Somut olayda, icra mahkemesince verilen kararın davalı vekiline 22.06.2017 tarihli duruşmada tefhim edildiği, davalı vekilinin İİK’nin 363. maddesi uyarınca süresi içinde, 03.07.2017 günü, HMK’nin 342/3. maddesine uygun olacak şekilde istinaf dilekçesi verdiği halde, icra mahkemesi kararının tebliğ edildiği 12.07.2017 tarihinden sonra istinaf gerekçelerini içeren gerekçeli istinaf dilekçesi verilmediği görülmektedir.
Her ne kadar davalı tarafça süresinde gerekçeli temyiz dilekçesi verilmemiş ise de, ilk derece mahkemesi kararı davalı vekiline tefhim edilmiş ve süresinde süre tutum dilekçesi verilmekle, istinaf isteminin süresinde yapıldığının kabulü gerekir.
Bu durumda, Bölge Adliye Mahkemesince yapılacak iş, HMK’nin 342/3.maddesinde belirtildiği üzere, istinaf dilekçesini reddetmeden, HMK’nin 355. maddesi uyarınca kamu düzeni ile sınırlı inceleme yapmaktır. Şayet, incelenen mahkeme kararında kamu düzenine aykırılık tespit edilmez ise, işin esasına dair inceleme yapılmış olacağından, HMK’nin 353/1-b-1 maddesi gereği, istinaf isteminin esastan reddine karar verilmesi gerekecektir.
Sonuç olarak; davalı tarafça süresinde istinaf (süre tutum) dilekçesi verildiği halde, Bölge Adliye Mahkemesi’nce incelenen ilk derece mahkemesi kararında kamu düzenine ilişkin inceleme yapılıp yapılmadığı karar metninden anlaşılamamaktadır. Bu durumda Bölge Adliye Mahkemesince, mahkeme kararı kamu düzenine aykırılık yönünden de incelenerek sonucuna göre karar verilmesi gerekir.

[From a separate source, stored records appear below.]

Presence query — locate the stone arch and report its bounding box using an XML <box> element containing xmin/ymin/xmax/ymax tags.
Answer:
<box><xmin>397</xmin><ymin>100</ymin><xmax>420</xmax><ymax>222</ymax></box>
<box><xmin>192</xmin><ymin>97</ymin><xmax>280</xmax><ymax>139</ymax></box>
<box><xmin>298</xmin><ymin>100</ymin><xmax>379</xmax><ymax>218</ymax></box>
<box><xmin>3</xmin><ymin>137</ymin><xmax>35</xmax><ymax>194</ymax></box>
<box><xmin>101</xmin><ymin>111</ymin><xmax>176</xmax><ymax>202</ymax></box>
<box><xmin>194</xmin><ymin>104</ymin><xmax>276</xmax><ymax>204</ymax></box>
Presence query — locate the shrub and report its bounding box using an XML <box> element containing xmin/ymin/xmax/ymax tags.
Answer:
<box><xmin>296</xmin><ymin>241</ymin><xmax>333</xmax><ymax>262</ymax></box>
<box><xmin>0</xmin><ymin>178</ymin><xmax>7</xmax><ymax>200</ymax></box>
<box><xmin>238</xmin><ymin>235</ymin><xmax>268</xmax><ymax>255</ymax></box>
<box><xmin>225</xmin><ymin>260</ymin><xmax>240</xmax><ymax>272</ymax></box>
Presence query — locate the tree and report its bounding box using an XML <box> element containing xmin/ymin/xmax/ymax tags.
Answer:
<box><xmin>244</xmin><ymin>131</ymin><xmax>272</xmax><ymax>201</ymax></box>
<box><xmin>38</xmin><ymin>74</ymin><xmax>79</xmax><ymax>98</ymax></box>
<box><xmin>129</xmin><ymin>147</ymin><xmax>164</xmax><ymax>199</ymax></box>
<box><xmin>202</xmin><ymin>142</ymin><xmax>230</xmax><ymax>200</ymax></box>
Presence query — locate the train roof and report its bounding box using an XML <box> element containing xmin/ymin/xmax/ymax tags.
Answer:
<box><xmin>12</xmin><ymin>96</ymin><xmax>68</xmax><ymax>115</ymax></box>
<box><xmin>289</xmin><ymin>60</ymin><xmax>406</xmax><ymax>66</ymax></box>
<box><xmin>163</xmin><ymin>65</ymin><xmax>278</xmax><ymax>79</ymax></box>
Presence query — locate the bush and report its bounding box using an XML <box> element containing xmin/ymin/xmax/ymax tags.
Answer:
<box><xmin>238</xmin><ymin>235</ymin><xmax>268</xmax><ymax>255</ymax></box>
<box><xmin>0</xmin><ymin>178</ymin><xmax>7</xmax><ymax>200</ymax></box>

Öte yandan; İİK’nin 269/b-4 maddesi hükmü gereğince borçluya gönderilen ihtarlı ödeme emri TBK’nin 315.maddesinde yazılı ihtar yerine geçer. Türk Borçlar Kanunu’nun 315. maddesinde konut ve çatılı işyeri kiralarında temerrüt ihtarında verilecek süre 30 gün olarak öngörülmüştür. Bu husus kamu düzenine ilişkin olup, buna göre; davaya dayanak icra takip dosyasında, davalı borçluya gönderilen örnek 13 ödeme emrinde 30/7 günlük ödeme ve itiraz sürelerinin verilip verilmediği hususunun da değerlendirilmesi gerekir.
SONUÇ: … Bölge Adliye Mahkemesi 12. Hukuk Dairesi’nin 31.01.2018 tarih ve … E. – 2018/240 K. sayılı kararının yukarıda yazılı nedenlerle, 5311 sayılı Kanun ile değişik İİK’nin 364/2. maddesi göndermesiyle uygulanması gereken 6100 sayılı HMK’nin 373/2. maddeleri uyarınca BOZULMASINA, dosyanın kararı veren Bölge Adliye Mahkemesine gönderilmesine, peşin harcın istek halinde temyiz edene iadesine 13.11.2018 tarihinde oy birliğiyle karar verildi.